Wednesday, 15 February 2012
Iraq warns IOCs over Kurdish oil deals
Shahristani told Reuters: “The position of the Iraqi government will be the same as with the other oil companies, that no company has a right to sign a contract without the approval of the central government of Iraq…Any such contract has no standing with the Iraqi government, and the companies have no right to work on the Iraqi territories and they bear the full consequences."
Shahristan's comments came after Iraq opened a new Gulf crude export outlet in the southern oil hub of Basra on Sunday 12th February, which is expected to increase Baghdad's exports by about 300,000 b/d once the crud begins to flow.

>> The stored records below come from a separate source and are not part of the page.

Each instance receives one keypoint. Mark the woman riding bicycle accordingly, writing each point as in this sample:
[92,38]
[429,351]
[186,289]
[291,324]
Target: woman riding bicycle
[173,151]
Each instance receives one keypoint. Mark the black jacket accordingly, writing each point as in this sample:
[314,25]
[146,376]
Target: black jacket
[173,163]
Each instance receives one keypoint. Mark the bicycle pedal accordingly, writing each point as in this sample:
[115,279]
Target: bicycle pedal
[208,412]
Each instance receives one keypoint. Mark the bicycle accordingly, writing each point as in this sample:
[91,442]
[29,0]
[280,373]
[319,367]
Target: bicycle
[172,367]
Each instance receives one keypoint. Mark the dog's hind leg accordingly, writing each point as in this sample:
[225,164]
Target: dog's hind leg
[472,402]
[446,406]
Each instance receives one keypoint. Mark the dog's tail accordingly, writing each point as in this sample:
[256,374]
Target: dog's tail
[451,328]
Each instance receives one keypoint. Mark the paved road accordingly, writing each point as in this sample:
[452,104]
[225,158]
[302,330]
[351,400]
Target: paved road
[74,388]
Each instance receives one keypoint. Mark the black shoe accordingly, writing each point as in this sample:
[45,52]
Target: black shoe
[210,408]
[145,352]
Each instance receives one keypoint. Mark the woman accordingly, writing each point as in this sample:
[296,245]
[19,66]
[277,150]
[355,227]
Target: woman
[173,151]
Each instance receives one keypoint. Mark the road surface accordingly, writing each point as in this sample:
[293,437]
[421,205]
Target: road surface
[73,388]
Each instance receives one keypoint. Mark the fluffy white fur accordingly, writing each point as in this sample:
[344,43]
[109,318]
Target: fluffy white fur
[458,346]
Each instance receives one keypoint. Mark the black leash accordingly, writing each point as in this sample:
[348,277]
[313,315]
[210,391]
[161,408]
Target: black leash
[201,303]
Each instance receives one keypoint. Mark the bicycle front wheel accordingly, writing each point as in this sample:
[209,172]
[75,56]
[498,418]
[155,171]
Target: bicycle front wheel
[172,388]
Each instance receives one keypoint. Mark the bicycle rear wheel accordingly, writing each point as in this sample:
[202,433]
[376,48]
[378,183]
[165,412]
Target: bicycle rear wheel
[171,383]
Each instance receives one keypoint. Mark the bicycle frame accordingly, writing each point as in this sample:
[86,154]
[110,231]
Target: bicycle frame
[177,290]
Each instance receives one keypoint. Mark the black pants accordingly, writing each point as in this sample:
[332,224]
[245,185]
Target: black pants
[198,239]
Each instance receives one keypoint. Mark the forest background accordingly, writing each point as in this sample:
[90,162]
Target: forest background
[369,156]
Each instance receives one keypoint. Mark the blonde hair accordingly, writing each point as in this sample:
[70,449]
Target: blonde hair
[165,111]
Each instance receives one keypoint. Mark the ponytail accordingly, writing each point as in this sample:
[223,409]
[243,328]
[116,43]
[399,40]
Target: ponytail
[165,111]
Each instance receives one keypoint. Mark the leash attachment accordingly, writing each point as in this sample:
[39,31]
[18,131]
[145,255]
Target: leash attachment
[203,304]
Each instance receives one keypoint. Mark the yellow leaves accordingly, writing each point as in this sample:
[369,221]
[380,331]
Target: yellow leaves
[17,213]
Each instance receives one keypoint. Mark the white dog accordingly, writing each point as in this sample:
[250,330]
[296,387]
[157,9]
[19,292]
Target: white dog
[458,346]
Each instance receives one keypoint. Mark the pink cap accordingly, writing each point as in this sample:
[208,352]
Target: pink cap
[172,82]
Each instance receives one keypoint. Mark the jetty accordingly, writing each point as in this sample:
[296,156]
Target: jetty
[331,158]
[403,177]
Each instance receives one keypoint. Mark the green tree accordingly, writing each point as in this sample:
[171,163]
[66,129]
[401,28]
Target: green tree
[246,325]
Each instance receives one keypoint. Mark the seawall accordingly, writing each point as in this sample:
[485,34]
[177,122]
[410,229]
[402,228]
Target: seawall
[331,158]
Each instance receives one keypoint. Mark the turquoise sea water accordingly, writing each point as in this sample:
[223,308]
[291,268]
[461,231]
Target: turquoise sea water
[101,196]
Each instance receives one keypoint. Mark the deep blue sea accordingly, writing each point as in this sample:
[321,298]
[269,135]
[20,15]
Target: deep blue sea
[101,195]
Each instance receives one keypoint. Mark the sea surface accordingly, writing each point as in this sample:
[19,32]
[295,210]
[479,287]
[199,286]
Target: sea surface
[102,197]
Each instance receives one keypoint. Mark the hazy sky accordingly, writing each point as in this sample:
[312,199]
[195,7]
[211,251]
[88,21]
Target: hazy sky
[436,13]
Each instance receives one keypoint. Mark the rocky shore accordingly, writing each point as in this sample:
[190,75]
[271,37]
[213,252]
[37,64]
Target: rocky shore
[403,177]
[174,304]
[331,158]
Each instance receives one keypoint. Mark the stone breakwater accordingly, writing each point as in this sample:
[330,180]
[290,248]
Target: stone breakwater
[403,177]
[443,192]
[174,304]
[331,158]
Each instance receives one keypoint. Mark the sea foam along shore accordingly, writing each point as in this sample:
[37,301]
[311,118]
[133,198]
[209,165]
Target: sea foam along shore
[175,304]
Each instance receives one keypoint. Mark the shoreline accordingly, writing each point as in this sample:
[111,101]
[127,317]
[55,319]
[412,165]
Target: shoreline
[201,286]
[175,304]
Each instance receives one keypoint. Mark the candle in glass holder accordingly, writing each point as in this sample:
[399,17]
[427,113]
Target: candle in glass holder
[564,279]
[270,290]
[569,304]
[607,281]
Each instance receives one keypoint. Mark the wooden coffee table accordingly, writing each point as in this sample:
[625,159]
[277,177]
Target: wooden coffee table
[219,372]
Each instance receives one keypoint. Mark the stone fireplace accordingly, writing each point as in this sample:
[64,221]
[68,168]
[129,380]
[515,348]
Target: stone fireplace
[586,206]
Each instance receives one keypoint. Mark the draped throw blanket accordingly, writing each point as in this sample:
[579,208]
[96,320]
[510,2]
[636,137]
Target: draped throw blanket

According to Reuters, the plan should raise exports from Iraq's southern oilfields to approximately 1.9 million b/d by March and bring Iraq's total shipments to 2.3 million b/d. After years of war and sanctions, Iraq has recently signed deals with a number of IOCs including, Shell, ExxonMobil and BP to develop its southern oilfields.
Speaking about ExxonMobil, Shahristani said that the US major would not be able to participate in Iraq's fourth energy bidding round because of its agreements with Kurdistan, which has its own regional government and military force.
He noted: “Exxon was informed about the Iraqi government position clearly and openly. They asked for some time, and we are waiting for their final answer to inform them of our final decision…But right now they are not qualified to participate in the fourth bidding round."
The friction between Baghdad and Kurdistan remains as both regions claim autonomy over their oilfields, however, Baghdad is adamant that the central government has control over the country's oil reserves.
On Friday 10th February, Total Chief Executive Christophe de Margerie said the company would not seek contracts in the Iraqi bidding round due to conditions being unattractive but added that it was considering Kurdistan deals.
When asked by Reuters to respond to Margerie's comments Shahristanti said: "If they don't find it attractive enough, they are most welcome to withdraw from it." He also said that as he understood Iran would not carry out a threat to close down the Strait of Hormuz because Iranian oil supplies also relied on the shipping lane and the closure would be detrimental to Tehran.
He explained: “My understanding is that the Iranians would not close the Strait because they don't benefit anything from its closure…They are exporting most of their oil through the Strait of Hormuz, of course it is not to their benefit."